For one, even as growth within the RIA channel has snowballed in recent years, the advisory business model isn’t always the best fit for alternative investments. That’s because many fee-based advisors, not to mention the product platforms that cater to them, typically crave vehicles with at least some level of liquidity, which naturally requires them to undergo frequent valuations. 

Most alternatives, though, are illiquid for a reason. To appreciate why, consider the dynamics surrounding a nursing home development project. Normally, it takes a year or two to find the land, break ground and build it. From there, it takes another couple of years to fill the facility with patients and then the same amount of time to achieve an exit. 

From the sponsor’s point of view, a venture like that gets more complicated when you constantly have to worry about your capital getting depleted. The related issue, of course, is that anyone making a withdrawal—from what, again, should be a long-term investment—is cannibalizing their own returns.

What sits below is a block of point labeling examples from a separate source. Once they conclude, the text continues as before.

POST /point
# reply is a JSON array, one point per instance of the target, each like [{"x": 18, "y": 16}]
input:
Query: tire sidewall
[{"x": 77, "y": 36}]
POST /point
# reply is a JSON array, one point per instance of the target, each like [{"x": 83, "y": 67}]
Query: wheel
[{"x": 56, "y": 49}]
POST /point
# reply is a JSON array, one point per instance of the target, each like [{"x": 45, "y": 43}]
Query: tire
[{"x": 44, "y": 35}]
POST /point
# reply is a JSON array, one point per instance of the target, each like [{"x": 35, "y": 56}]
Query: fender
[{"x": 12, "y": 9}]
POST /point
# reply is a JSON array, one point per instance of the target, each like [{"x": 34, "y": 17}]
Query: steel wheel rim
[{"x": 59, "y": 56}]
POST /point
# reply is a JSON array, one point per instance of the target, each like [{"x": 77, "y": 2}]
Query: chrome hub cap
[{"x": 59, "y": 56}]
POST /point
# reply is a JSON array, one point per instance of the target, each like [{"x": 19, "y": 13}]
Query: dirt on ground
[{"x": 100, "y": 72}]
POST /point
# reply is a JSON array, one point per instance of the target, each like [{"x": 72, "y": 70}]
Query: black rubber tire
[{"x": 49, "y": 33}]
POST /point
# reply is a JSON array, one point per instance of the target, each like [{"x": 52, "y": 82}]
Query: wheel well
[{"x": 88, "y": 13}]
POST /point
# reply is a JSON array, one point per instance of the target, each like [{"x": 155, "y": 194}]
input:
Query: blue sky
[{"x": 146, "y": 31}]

Further, what do periodic valuations in an instance like the above actually reveal? It’s easy to argue, not much. After all, even if macroeconomic conditions are shaky a couple of years into a long-term project, the environment will likely improve a few years later.

No Small Sponsors Allowed

The other factor that has limited investor access to alternatives has been the reluctance of some platforms to consider anything other than the most prominent (i.e., larger) players in the space. This is the case even though some attractive alternative investment products come from less established companies run by either emerging entrepreneurs or experienced groups new to this distribution segment. 

Do some of these projects entail taking on more risk? Potentially. But in some instances, they also deliver more opportunities. The rub is that many platforms, whether on the broker-dealer or advisory side, refuse to give them a second look because they don’t enjoy much brand awareness in the marketplace. 

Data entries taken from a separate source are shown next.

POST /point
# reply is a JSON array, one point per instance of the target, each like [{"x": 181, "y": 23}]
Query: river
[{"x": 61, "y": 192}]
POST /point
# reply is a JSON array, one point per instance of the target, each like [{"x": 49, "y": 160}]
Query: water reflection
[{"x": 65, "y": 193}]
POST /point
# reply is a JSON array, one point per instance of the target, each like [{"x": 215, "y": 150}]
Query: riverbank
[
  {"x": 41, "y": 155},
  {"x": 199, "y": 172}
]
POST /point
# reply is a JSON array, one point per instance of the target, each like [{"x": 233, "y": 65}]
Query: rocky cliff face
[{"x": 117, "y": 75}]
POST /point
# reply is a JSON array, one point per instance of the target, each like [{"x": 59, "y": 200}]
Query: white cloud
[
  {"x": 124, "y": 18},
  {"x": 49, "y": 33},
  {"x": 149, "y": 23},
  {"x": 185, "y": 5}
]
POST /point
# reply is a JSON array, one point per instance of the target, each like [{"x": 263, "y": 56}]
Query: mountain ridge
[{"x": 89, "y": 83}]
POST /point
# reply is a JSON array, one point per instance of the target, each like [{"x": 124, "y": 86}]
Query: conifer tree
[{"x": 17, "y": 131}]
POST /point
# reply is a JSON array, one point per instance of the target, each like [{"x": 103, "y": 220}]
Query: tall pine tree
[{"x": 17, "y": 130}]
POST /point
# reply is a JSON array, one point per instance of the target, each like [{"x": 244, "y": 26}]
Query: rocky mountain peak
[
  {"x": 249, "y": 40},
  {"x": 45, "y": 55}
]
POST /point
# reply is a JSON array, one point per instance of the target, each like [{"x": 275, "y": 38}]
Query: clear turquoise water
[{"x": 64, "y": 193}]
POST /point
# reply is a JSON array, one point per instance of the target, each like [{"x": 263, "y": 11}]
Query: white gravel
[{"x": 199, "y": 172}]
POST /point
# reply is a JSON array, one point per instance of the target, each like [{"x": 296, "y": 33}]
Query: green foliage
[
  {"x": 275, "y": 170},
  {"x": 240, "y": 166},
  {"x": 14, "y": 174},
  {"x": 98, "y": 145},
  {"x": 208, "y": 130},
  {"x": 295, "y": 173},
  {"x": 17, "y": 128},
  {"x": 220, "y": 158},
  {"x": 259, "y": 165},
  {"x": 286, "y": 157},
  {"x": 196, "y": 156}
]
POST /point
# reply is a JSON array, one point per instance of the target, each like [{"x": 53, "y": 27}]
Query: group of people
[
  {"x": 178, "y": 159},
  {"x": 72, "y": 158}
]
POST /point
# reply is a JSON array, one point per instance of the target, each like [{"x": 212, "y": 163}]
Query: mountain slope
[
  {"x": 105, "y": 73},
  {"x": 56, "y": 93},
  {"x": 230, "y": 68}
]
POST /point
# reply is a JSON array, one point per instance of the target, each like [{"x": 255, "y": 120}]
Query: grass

Remember, many alternative investment companies with a track record of managing successful projects started humbly. Granted, smaller players may experience higher rates of failure. Still, firms with strong due diligence processes can often prevent poorly designed projects from ever getting on their platforms in the first place—as is the case when vetting products from a company of any size. 

The End Of The Status Quo 

A cursory glance at the current environment suggests that none of the above issues will get sorted out any time soon. Alternative investments that, by their very nature, should be illiquid will continue to find a home on advisory platforms. Meantime, small providers will struggle to get shelf space because many in the industry will theorize that the stakes are too high to take a chance on them. 

Yet the good news is that the market is bound to respond to issues like this. It always does sooner or later. This cannot happen fast enough because the stakes—end investors reaching their goals—are too high for the status quo to linger for much longer.  

Clive Slovin is the president and CEO of the Strategic Financial Alliance, a privately owned independent broker-dealer and registered investment adviser based in Atlanta.